今日は雪で折れた庭木の処理に、軽トラに枝木を積んで新発田市のゴミ処理センターに行ってきました。昨年も大掃除で出たゴミを出しに何度も通った場所ですが、今年はうちと同じように、枝木を積んだ軽トラが何台も受付に並んでいます。職員の方曰く、「今年は処分量が多く、ゴミを出すのをしばらく待ってください」と、言われるほどゴミが多いようです。大雪の影響がここにも出ているようです。

 さて、今日お勧めする本は、華道家元の池坊専好が華道に懸命にはげむ様子や、その立てた花を見事に活字で表現した小説です。

 主人公は初代池坊専好。六角堂と呼ばれる寺の住職で、代々花の名手として知られた家の当主です。池坊専好は庶民から専好さんと呼ばれ親しまれています。彼の立てる花は、人々にとって芸術であり娯楽でした。

 専好さんに対するものとして描かれるのは豊臣秀吉です。秀吉は明智光秀を討ち、主君の敵討ちを行い、信長に変わる天下人として大きな権力を握ります。昔百姓から成り上がってきたことを忘れ、次第に自分を認めないものの命を奪うほどの増長ぶりとなってしまいます。
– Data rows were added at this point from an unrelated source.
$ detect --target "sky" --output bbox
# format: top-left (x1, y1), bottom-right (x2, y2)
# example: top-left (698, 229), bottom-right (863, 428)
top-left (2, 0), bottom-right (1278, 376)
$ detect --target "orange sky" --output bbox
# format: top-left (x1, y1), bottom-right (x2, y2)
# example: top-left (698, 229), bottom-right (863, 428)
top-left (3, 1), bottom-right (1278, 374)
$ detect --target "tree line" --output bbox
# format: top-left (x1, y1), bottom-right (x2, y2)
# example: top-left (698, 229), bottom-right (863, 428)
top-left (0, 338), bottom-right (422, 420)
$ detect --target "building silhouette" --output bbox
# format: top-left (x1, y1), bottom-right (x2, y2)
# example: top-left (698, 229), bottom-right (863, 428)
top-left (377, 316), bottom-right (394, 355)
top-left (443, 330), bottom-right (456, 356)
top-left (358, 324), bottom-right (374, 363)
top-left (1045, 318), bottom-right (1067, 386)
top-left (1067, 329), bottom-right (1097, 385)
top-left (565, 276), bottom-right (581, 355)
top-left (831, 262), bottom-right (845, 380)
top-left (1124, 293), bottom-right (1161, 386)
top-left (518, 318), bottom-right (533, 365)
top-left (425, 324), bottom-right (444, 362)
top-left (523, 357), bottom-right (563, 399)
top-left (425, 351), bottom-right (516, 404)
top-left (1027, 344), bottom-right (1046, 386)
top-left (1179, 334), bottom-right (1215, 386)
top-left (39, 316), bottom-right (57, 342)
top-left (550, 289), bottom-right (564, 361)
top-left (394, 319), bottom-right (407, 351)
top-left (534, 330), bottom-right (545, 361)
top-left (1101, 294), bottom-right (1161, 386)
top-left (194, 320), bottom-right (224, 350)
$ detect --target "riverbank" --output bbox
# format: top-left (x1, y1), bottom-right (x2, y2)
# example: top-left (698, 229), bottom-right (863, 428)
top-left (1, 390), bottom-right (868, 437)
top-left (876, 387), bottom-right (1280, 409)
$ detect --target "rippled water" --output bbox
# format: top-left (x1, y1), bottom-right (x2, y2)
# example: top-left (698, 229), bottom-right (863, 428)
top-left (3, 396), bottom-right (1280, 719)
 本書では、専好さんの美の探究におけるライバルであり、親友として千利休が登場します。専好さんと利休さんは同じ美の道を極めようとするライバルではありますが、専好さんにとって自分の美意識を唯一の理解者であり、無二の存在です。

 その利休が、秀吉と袂を分ち遂には切腹を命じられてしまいます。専好さんは、なんとか利休の仇を打ちたいと、前田利家に頼み、秀吉に自分の立てた生花を見てもらえれように、依頼します。

 天下人秀吉の機嫌を損なってしまっては、生命も守ることは叶いません。そんな秀吉に専好さんは命がけで花を見せ、秀吉の改心を迫ります。

 華道の世界を小説で表すという、他には見られないテーマを実に見事に描き切った名作です。是非ご一読ください。